Washington, July 14 (IANS): It may be possible to rein in the spread of antibiotic-resistant superbugs without the need to develop new antibiotics as it has been found that these bacteria possess the natural ability to become vulnerable to existing antibiotics.
A study found that to kill their competitors, these bacteria need to relinquish their ability to defy antibiotics.
"If we can identify ways to force the entire population of drug-resistant bacteria to undergo this change, we stand a better chance of fighting the growing problem of antibiotic resistance," said first author Brent Weber from Washington University School of Medicine in St. Louis.
"Instead of looking for new antibiotics, we could restore bacteria's vulnerability to antibiotics we already have," Weber said in a study that appeared online in the journal PNAS.
The researchers studied samples of A. baumannii isolated from a 2012 outbreak at a Canadian hospital.

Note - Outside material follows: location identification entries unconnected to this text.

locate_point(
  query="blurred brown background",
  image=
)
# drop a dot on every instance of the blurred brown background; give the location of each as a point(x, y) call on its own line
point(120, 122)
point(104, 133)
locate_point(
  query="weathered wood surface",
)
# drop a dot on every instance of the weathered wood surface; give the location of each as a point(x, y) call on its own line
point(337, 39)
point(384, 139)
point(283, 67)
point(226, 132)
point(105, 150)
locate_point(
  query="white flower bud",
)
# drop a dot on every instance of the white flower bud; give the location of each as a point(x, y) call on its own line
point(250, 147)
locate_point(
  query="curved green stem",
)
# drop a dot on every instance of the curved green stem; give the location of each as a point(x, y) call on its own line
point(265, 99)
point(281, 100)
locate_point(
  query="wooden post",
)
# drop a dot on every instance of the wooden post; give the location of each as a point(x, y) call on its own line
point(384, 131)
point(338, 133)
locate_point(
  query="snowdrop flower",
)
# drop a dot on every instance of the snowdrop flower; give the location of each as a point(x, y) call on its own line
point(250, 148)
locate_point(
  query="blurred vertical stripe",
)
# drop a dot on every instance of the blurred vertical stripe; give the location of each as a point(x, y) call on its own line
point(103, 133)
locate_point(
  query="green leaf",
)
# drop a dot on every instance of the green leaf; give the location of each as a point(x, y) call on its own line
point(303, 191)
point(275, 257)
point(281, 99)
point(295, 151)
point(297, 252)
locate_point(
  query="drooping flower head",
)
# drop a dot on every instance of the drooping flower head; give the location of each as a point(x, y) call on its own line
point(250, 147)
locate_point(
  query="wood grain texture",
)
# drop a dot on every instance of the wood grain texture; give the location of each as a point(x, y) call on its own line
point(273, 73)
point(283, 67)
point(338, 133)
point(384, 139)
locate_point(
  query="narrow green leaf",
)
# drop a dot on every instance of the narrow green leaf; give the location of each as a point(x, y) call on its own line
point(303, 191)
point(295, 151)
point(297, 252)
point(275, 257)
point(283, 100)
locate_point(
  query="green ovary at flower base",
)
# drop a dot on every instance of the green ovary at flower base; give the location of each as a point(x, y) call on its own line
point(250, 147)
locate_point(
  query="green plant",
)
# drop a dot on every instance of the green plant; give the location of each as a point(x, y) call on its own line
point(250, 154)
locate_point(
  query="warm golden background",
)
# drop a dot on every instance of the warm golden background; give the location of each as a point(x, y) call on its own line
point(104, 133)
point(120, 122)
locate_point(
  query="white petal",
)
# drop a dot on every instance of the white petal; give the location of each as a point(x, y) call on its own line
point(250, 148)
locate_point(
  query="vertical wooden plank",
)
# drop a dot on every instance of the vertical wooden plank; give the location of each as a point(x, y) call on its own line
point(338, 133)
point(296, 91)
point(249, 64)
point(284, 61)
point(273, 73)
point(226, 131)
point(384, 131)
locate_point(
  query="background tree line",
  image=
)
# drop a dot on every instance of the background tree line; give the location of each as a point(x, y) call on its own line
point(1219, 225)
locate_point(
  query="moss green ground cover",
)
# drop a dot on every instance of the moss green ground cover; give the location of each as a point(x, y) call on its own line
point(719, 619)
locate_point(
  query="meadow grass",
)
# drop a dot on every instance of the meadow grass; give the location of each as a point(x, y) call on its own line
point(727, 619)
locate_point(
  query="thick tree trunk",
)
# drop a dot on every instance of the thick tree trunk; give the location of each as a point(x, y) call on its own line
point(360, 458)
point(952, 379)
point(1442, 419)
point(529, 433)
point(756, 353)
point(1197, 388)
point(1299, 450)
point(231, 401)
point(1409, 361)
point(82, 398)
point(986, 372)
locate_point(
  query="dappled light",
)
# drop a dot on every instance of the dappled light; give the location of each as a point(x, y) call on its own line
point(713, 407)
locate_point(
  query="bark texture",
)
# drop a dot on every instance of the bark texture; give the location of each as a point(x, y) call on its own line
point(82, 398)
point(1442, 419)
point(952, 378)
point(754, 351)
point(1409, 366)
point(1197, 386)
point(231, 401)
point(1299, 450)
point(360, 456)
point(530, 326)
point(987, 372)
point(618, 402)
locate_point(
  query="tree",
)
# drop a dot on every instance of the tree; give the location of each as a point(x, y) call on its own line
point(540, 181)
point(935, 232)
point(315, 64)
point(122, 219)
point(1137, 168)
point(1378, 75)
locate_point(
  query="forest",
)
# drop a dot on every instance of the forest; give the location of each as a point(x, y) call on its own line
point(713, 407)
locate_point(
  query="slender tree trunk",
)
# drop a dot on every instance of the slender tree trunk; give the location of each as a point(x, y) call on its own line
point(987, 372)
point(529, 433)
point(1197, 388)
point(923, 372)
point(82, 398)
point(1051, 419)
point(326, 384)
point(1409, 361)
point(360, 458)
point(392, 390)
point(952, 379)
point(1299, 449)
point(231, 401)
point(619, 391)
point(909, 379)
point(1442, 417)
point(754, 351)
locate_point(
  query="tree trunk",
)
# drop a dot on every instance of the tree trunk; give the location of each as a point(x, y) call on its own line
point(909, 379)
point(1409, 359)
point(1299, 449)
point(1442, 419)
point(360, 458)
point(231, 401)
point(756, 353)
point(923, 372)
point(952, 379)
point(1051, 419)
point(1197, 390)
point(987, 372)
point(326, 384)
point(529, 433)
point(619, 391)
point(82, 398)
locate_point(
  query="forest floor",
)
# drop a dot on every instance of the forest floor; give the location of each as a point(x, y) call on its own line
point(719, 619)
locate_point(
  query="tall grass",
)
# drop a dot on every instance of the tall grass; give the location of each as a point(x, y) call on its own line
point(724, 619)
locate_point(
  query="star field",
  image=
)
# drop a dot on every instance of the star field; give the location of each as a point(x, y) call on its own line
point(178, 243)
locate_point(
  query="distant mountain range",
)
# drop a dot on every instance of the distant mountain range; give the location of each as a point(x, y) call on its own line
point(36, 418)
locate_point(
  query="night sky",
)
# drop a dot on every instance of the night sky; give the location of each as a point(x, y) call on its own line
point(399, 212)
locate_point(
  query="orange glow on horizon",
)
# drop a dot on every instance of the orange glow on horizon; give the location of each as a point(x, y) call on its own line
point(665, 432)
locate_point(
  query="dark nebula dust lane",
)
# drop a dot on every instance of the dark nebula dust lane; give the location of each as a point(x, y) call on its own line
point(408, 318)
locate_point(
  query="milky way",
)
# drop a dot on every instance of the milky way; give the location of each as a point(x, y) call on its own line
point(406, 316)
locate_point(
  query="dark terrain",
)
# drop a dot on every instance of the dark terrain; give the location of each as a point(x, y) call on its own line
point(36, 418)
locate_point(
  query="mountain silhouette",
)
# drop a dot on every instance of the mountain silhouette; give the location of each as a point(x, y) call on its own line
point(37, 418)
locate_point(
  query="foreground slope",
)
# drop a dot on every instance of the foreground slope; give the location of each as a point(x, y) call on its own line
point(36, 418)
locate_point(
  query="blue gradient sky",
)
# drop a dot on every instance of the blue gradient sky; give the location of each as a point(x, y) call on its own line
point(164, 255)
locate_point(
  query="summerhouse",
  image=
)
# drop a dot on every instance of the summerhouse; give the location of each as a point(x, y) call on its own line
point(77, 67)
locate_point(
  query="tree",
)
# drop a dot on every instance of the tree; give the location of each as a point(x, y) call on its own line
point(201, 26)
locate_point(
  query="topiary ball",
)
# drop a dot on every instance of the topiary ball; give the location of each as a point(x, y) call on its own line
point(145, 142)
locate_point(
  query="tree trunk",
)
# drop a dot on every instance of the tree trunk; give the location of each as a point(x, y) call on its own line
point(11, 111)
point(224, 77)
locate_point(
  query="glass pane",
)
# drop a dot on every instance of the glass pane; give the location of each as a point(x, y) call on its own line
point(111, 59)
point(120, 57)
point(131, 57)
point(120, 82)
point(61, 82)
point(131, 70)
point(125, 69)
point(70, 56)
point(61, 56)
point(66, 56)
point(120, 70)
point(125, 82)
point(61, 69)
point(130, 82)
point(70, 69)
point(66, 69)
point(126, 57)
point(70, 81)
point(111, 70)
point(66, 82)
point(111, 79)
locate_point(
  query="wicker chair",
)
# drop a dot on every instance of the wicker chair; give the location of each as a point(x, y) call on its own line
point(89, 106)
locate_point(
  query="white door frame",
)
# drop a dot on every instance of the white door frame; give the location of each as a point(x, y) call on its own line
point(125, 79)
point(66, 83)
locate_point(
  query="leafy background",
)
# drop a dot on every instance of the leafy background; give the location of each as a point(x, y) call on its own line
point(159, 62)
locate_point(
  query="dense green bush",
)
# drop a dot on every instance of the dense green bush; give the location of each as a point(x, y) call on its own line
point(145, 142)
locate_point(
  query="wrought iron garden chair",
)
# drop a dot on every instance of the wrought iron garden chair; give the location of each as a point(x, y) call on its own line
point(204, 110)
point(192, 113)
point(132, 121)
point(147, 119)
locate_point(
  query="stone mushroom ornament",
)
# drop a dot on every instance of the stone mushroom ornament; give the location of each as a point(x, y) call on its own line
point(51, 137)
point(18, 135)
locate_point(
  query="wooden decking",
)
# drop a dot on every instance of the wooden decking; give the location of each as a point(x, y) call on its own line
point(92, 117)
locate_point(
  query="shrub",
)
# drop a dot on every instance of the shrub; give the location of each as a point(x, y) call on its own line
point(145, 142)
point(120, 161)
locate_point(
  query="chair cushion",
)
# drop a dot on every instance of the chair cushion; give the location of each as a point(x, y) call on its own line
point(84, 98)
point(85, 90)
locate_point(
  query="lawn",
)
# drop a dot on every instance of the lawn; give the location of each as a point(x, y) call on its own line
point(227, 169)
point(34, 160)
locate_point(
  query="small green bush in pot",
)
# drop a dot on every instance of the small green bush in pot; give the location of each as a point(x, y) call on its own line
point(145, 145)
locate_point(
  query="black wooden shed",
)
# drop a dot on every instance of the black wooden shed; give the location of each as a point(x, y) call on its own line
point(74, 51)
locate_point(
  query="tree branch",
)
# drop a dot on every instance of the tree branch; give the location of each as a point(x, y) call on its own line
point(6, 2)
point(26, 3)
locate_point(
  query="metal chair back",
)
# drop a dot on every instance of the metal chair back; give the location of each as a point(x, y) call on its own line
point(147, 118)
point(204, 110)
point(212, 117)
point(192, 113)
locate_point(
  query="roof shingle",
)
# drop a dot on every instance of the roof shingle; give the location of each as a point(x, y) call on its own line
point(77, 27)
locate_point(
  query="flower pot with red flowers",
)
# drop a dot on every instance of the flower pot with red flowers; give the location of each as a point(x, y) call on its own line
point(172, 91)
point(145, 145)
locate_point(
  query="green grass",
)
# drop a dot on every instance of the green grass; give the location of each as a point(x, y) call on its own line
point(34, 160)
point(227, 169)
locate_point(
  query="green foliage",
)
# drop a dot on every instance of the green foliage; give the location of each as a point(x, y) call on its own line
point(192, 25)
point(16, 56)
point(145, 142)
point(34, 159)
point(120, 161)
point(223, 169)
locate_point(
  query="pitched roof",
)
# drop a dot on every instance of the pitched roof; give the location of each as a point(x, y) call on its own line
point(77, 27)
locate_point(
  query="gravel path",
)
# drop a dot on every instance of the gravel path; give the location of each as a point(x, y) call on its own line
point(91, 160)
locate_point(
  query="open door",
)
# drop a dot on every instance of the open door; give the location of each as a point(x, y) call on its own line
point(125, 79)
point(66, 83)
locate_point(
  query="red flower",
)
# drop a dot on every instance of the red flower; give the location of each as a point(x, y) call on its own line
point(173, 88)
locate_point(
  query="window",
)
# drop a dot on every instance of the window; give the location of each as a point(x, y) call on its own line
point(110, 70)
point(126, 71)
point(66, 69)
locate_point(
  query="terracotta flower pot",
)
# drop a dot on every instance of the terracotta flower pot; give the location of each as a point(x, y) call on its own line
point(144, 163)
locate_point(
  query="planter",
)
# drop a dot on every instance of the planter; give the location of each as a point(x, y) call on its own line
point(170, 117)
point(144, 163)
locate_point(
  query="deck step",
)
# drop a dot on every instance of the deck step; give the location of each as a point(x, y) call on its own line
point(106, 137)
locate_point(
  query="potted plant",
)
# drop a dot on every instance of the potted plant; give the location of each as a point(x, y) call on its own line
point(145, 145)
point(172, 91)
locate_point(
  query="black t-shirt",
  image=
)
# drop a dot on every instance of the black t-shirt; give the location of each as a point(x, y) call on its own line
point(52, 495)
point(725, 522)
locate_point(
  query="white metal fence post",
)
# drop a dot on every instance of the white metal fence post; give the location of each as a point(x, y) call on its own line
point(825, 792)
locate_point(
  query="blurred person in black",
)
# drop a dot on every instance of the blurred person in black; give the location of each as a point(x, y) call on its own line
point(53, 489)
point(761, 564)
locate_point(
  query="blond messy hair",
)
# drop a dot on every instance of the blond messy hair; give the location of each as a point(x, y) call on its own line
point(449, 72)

Four patients were infected, and one died.
The researchers expected the bacteria to readily kill other bacteria by producing and injecting a poison into their bacterial competitors. Killing the competitors should help A. baumannii infections spread widely and quickly.
But instead, the scientists found that the bacteria's poison injection system was disabled in most of the samples from the Canadian outbreak. They identified chunks of bacterial DNA that were shutting down the system.
These pieces of DNA, known as plasmids, also carried genes that enabled the bacteria to resist antibiotics.
In addition, the scientists found that part of the bacterial population regularly deactivated the plasmids, which turned on the poison injection system and transformed the bacteria into killers.
But doing so meant the bacteria also turned off the antibiotic-resistance genes, making the bacteria vulnerable to antibiotics.
"This knowledge could lead to more effective treatments and better strategies for preventing the development of superbugs," Feldman said.